Comment

National Review Writer: Newtown Caused by Not Enough Manly Men

16
researchok12/19/2012 1:00:55 pm PST

There were some good responses in the piece.

I found Anthony Daniels’ remarks to be particularly on point.

Mass killings seem to be symptomatic of some people’s willingness or desire to express their personal distress, frustration, or discomfort in a dramatically public way. This is not confined to America: For example, in 1994 a Moroccan pilot deliberately crashed his plane into the side of a mountain, killing 43 people as well as himself. He was distressed that his wife had left him.

The perpetrators of mass killings seem to be maladjusted people with a grievance against life, sometimes crystallized by a relatively minor incident like being fired from work or rejected by a woman in a nightclub. Quite often they have been justly accused of what they have in fact done. One killer shot people in two brokerage firms (having first killed his wife and two children) after he had lost a lot of money day-trading. Presumably he thought that the opportunity to make a lot of money was actually the right to make a lot of money, a right that had just been denied him. (The right to pursue happiness has long since been replaced by the right to be happy.) Hence he revenged himself upon those who denied him his right.

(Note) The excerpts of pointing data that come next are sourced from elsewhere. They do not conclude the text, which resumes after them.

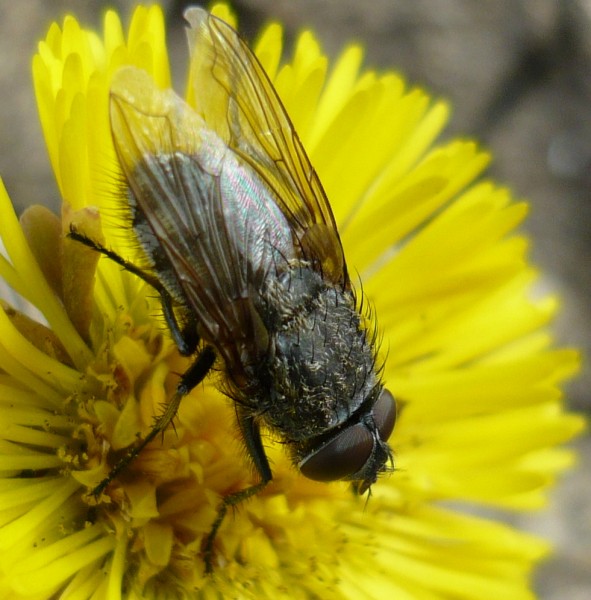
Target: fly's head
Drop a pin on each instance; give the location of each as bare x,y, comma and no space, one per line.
356,451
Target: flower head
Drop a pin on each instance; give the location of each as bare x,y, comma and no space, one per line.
469,359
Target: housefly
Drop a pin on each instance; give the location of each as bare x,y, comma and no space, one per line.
242,246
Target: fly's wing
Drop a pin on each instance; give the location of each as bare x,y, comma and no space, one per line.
234,96
204,223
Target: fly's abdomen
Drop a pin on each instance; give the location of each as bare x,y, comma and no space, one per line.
322,365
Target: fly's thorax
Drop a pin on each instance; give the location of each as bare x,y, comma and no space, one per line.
321,364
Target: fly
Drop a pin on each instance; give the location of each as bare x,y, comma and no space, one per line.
242,246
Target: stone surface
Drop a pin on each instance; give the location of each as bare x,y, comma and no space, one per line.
518,74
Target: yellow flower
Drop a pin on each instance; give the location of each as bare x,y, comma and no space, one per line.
469,359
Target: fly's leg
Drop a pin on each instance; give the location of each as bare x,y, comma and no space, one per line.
254,445
185,338
194,375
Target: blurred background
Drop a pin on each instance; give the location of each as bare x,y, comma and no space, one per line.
518,76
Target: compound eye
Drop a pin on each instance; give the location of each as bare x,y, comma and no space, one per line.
384,414
344,455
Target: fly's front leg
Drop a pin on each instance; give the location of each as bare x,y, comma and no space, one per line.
251,435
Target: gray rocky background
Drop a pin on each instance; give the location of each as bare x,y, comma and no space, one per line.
518,74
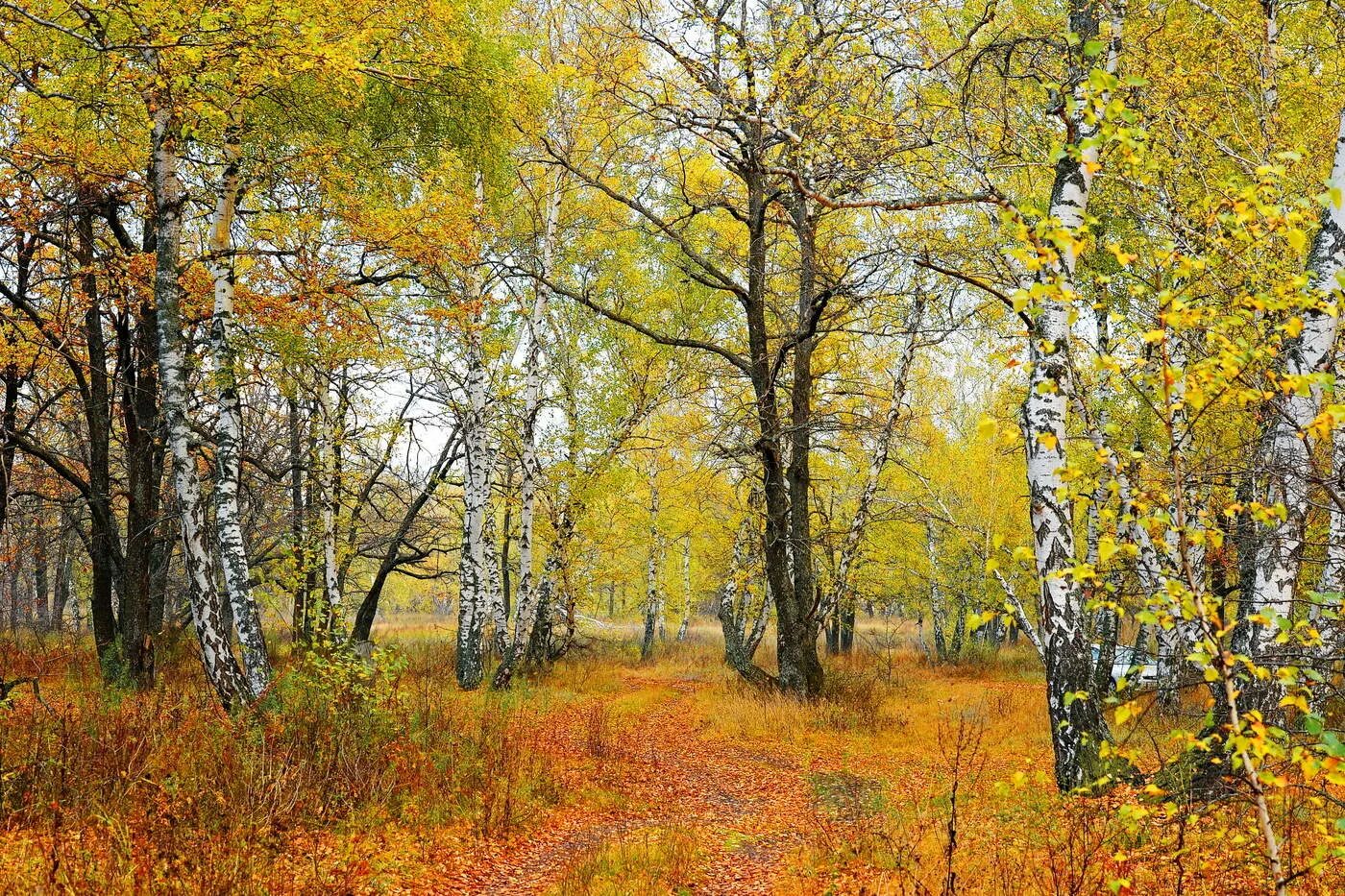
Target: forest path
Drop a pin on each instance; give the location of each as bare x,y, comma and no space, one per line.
722,814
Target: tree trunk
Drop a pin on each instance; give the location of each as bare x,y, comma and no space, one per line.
1078,725
938,613
1284,453
103,530
40,568
473,577
218,660
651,576
229,433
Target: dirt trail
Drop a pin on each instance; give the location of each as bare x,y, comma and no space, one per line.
746,811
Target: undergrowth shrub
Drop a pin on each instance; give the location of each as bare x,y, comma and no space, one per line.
117,791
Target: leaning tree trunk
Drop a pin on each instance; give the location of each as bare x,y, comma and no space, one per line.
1284,462
473,579
651,574
841,599
218,660
938,610
686,588
1078,725
735,604
229,435
494,593
526,593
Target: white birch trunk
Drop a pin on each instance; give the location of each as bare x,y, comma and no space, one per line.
1284,459
1076,721
330,489
500,618
686,587
877,463
473,577
526,597
215,654
229,433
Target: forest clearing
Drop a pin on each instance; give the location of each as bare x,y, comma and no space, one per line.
672,447
614,777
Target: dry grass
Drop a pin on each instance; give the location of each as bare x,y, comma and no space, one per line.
353,779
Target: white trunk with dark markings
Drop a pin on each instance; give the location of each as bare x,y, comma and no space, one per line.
215,654
229,433
473,604
877,463
1284,460
1076,720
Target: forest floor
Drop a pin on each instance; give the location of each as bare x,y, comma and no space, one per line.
605,777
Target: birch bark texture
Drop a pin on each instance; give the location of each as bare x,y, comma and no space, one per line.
229,433
222,668
1078,725
1284,458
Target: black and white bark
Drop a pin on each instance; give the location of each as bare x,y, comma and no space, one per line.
221,665
652,599
229,435
1078,725
1284,458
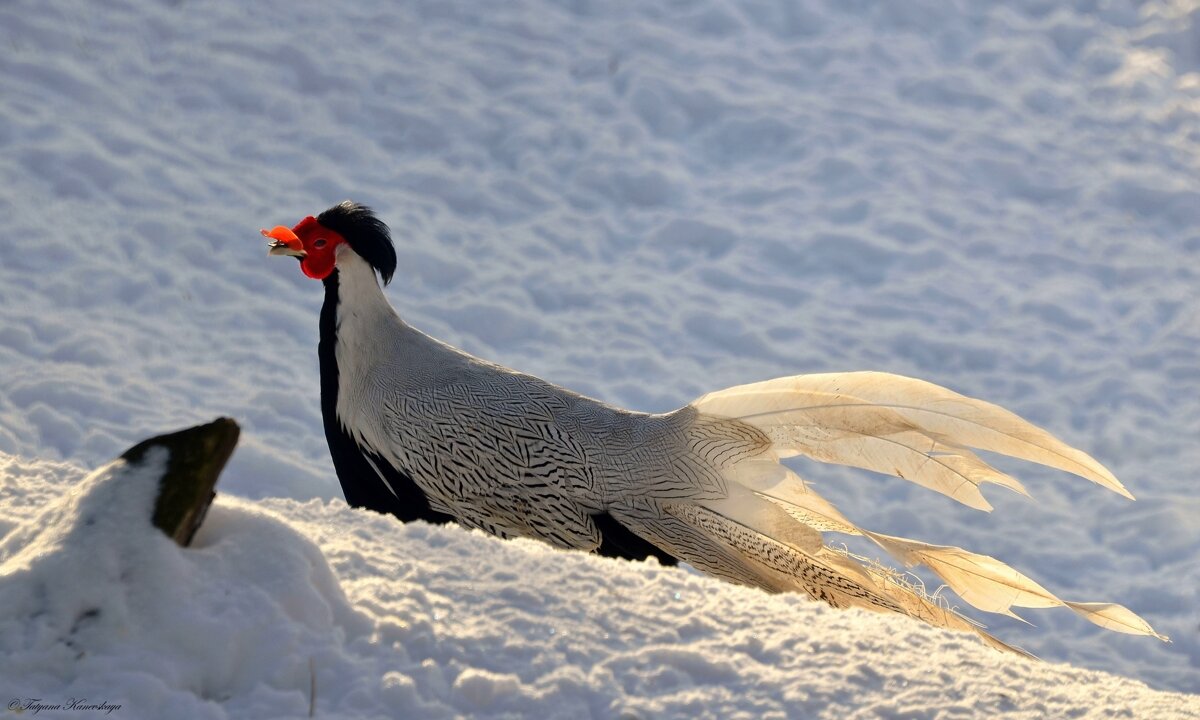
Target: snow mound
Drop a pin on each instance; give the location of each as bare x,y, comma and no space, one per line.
643,202
280,604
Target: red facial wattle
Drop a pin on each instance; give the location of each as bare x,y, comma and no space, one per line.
312,243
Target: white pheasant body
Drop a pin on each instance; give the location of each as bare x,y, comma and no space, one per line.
454,437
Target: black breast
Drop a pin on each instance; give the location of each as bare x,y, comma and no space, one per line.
357,466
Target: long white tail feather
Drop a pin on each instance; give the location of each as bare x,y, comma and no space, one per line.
936,411
1115,617
895,425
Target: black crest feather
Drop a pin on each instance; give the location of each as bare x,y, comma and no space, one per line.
365,233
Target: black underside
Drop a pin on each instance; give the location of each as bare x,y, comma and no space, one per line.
618,541
360,481
363,487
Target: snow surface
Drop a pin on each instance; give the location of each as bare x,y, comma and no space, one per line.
279,597
643,202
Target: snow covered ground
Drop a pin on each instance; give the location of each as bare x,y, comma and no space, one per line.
281,606
645,202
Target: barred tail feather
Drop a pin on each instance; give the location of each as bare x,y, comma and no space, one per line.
773,521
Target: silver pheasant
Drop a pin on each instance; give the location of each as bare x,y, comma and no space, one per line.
424,431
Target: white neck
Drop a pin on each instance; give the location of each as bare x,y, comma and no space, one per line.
359,293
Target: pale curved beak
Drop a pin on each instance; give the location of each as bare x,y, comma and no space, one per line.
283,243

These terrible killings are different from the serial murders of old that were usually committed for financial gain or sexual gratification. They seem often to be the expression of a tormented egotism, a protest at the refusal of the world to take the perpetrator at his own inflated estimate of his importance. Needless to say, such people are incapable of genuine self-examination, which has been replaced almost entirely in the modern world by psychobabble and sociological pseudo-explanations of human behavior.

Weapons of any kind are obviously dangerous in the hands of such people. I leave it to constitutional scholars to decide whether the Founding Fathers ever imagined that the population would one day bear semi-automatics.